Le lendemain soir, il y avait une petite tombe de plus dans le cimetière neuf de Stahlstadt, et dame Bauer, la pauvre femme, était veuve de son enfant comme elle l'était de son mari.
VII LE BLOC CENTRAL
Un rapport lumineux du docteur Echternach, médecin en chef de la section du puits Albrecht, avait établi que la mort de Carl Bauer, nÊ 41902, âgé de treize ans, << trappeur >> à la galerie 228, était due à l'asphyxie résultant de l'absorption par les organes respiratoires d'une forte proportion d'acide carbonique.
Un autre rapport non moins lumineux de l'ingénieur Maulesmulhe avait exposé la nécessité de comprendre dans un système d'aération la zone B du plan XIV, dont les galeries laissaient transpirer du gaz délétère par une sorte de distillation lente et insensible.
Enfin, une note du même fonctionnaire signalait à l'autorité compétente le dévouement du contremaître Rayer et du fondeur de première classe Johann Schwartz.
Huit à dix jours plus tard, le jeune ouvrier, en arrivant pour prendre son jeton de présence dans la loge du concierge, trouva au clou un ordre imprimé à son adresse :
<< Le nommé Schwartz se présentera aujourd'hui à dix heures au bureau du directeur général.
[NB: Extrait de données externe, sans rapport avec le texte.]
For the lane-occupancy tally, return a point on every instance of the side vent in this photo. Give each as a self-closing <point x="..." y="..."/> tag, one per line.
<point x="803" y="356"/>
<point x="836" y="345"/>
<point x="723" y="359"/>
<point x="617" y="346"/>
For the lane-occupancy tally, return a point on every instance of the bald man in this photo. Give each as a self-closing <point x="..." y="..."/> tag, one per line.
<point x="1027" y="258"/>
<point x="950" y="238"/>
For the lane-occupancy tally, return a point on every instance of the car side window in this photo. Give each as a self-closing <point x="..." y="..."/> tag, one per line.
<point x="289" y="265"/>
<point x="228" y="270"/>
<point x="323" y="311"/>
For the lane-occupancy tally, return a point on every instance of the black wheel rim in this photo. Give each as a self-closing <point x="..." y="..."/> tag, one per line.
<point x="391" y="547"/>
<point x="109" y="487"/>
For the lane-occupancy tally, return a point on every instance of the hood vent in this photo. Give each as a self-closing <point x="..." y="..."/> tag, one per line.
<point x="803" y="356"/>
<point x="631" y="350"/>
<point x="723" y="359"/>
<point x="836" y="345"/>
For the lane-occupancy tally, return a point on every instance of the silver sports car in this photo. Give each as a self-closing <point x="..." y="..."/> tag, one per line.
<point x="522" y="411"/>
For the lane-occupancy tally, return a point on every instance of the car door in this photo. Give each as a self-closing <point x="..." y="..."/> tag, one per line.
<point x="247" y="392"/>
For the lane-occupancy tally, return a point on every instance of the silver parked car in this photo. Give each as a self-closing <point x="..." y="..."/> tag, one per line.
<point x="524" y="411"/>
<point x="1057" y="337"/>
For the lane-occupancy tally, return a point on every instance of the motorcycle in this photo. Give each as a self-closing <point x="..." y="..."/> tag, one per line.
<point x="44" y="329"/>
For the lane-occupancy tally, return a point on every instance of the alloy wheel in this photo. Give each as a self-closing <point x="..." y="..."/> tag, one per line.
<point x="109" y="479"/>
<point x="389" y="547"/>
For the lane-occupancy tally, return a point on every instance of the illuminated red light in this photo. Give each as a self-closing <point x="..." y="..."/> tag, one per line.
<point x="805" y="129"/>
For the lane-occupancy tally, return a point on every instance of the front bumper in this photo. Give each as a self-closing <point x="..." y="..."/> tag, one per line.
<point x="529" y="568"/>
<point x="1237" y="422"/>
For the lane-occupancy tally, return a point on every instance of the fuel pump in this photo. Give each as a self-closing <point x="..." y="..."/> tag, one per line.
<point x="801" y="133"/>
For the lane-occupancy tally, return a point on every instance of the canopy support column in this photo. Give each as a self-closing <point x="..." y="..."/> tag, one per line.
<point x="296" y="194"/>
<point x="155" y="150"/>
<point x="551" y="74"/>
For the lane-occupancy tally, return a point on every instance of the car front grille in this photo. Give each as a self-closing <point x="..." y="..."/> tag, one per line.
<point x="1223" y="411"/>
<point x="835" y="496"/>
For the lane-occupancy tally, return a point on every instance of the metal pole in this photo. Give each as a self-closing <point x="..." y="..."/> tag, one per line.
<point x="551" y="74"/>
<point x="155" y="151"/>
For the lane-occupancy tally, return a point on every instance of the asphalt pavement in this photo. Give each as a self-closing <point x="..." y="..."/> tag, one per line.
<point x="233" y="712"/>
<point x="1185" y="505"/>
Bloc central, porte et route A. Tenue d'extérieur. >>
<< Enfin !... pensa Marcel. Ils y ont mis le temps, mais ils y viennent ! >>
Il avait maintenant acquis, dans ses causeries avec ses camarades et dans ses promenades du dimanche autour de Stahlstadt, une connaissance de l'organisation générale de la cité suffisante pour savoir que l'autorisation de pénétrer dans le Bloc central ne courait pas les rues. De véritables légendes s'étaient répandues à cet égard. On disait que des indiscrets, ayant voulu s'introduire par surprise dans cette enceinte réservée, n'avaient plus reparu ; que les ouvriers et employés y étaient soumis, avant leur admission, à toute une série de cérémonies maçonniques, obligés de s'engager sous les serments les plus solennels à ne rien révéler de ce qui se passait, et impitoyablement punis de mort par un tribunal secret s'ils violaient leur serment... Un chemin de fer souterrain mettait ce sanctuaire en communication avec la ligne de ceinture... Des trains de nuit y amenaient des visiteurs inconnus... Il s'y tenait parfois des conseils suprêmes où des personnages mystérieux venaient s'asseoir et participer aux délibérations...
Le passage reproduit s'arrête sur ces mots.